The range resolution of the TDWR is nearly twice that of that classic NEXRAD scheme. This will give much better details on small features in precipitation patterns, particularly in thunderstorms, in reflectivity and radial velocity. However, this finer resolution is only available up to 135 km from the radar; beyond that, the resolution is close to that of the NEXRAD. However, since August 2008, oversampling on NEXRAD has increased its resolution in lower elevations in reflectivity data to 0.25 km by 0.5 degree, and increased the range of Doppler velocity data to 300 km. This lessens the advantages of TDWR for those elevations.

=== Shortcomings ===

The TDWRs and NEXRADs complement each other with overlapping coverage, each designed to optimally view different airspace regimes. TDWR's rapid update rate over short range (55 nmi range) captures microscale weather events quickly in terminal airspace. NEXRAD is a long range radar (200 nmi range) designed to serve multiple en route functions at high altitude, above terminal airspace, and far between terminals. NEXRAD's slower update rate covering a wider volume, captures mesoscale weather events. The shorter 5 cm wavelength, which is closer to the size of a raindrop than the 10 cm wavelength, is partially absorbed by precipitation. This is a serious drawback to using TDWR, as the signal can be strongly attenuated in heavy precipitation. This attenuation means that the radar cannot "see" very far through heavy rain and could miss severe weather such as strong thunderstorms which may contain the signature of a tornado, when there is heavy rain falling between the radar and that storm. When heavy rain is falling on the radome, the range of the TDWR is further limited. Finally, hail in a thunderstorm scanned by a TDWR can entirely block the signal as its size is larger than the wavelength.

A second problem is the smaller non-ambiguous radial velocity or Nyquist velocity.
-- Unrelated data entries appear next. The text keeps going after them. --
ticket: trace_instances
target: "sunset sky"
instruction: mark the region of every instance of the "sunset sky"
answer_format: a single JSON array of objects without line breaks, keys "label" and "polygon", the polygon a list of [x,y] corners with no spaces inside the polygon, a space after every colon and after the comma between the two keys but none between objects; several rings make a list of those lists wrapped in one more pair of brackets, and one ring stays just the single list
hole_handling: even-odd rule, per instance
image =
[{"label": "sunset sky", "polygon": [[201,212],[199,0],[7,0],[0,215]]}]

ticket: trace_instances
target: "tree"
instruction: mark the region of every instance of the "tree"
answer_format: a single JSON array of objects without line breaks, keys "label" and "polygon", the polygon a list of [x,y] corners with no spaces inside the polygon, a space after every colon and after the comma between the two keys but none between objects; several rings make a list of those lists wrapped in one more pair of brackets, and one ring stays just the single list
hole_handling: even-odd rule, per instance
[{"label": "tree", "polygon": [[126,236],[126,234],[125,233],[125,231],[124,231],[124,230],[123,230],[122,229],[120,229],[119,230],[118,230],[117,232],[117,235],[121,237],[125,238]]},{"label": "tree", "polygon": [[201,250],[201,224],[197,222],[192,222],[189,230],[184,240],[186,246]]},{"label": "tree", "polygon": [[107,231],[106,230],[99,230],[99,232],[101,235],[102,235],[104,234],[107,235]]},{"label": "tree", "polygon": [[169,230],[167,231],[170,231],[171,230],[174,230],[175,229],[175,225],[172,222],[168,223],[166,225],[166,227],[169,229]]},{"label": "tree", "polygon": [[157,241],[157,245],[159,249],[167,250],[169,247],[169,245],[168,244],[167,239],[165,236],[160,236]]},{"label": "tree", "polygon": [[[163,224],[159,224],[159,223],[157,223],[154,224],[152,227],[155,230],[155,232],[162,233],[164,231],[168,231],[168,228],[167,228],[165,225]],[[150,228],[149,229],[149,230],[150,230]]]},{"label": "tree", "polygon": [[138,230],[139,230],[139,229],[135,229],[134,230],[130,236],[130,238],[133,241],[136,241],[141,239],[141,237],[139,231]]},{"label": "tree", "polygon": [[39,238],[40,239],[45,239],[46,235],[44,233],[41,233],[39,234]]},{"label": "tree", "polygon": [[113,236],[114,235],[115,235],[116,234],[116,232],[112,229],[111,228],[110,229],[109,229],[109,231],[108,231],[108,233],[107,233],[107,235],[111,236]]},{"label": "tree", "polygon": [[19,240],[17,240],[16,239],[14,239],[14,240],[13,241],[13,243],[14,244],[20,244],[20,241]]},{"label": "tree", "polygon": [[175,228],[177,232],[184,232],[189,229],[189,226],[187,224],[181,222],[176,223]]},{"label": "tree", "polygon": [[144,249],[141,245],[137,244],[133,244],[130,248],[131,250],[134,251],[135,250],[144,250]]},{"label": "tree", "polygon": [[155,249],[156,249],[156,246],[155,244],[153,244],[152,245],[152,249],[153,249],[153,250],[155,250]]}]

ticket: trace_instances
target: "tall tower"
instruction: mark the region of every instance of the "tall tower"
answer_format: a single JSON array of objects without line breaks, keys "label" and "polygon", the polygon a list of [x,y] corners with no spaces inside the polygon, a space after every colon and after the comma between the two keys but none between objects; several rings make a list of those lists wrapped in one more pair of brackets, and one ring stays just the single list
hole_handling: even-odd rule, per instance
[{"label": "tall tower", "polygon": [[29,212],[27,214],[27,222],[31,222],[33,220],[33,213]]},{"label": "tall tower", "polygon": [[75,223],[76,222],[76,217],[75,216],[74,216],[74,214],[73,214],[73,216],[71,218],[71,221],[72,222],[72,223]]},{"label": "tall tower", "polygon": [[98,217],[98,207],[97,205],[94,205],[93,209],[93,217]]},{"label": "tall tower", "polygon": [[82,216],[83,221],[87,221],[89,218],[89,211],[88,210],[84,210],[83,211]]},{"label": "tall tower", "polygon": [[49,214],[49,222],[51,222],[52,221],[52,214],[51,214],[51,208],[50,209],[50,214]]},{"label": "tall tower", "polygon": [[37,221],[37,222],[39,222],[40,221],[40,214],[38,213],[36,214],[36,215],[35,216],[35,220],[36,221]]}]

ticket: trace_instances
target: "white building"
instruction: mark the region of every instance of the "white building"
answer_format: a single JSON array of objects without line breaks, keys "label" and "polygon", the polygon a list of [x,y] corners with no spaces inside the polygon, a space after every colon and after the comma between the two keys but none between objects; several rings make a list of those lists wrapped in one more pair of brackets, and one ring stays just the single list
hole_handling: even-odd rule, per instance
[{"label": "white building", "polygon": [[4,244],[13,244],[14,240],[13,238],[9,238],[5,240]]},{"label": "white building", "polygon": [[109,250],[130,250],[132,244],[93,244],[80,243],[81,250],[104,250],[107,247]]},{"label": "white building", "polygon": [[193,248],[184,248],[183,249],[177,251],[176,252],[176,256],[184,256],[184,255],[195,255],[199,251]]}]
In the case of the TDWR, this means the velocity of precipitations moving at a speed beyond 30 kn away or toward the radar will be analyzed incorrectly because of aliasing. Algorithms to correct for this do not always yield the proper results. NEXRAD has a threshold that is twice as high (62 kn) and thus less processing and interpretation are needed. Because of this, the resolution of radar reflectivity for small scale features such as mesocyclones might be better in TDWR, but the velocity resolution may be worse, or at the very least incorrectly analyzed.

Thus, it is best to use the TDWR in conjunction with a traditional NEXRAD nearby to ensure that nothing is missed. In contrast to NEXRAD, which has national coverage of the contiguous United States (although with some holes due to terrain), TDWR has sporadic coverage meant for major airports. While certain areas of the country (the Northeast megalopolis, the states of Ohio and Florida, and the southwestern quarter of Tornado Alley in Oklahoma and Texas) have a high density of TDWR units, others (the entire West Coast, the northern Great Plains and Rocky Mountains, portions of the Deep South, and a stretch running from northern Pennsylvania through upstate New York and into northern New England) have no TDWR coverage at all.

== Data processing improvements ==
The National Severe Storms Laboratory (NSSL) has a program of development and improvement of radar products extracted from data obtained from TDWR and NEXRAD radars. The Severe Weather Warning Applications and Technology Transfer (SWAT) group is sponsored by the National Weather Service and the FAA. It is working in 2009 on better filtering of non-weather echoes, better dealiasing algorithms of velocities, techniques to extract the horizontal component of the wind field from one or multiple radars. NSSL has been providing TDWR data to NWS office since the late 1990s. The NWS's Radar Operations Center (ROC), although focused on the NEXRAD network, also works with TDWRs.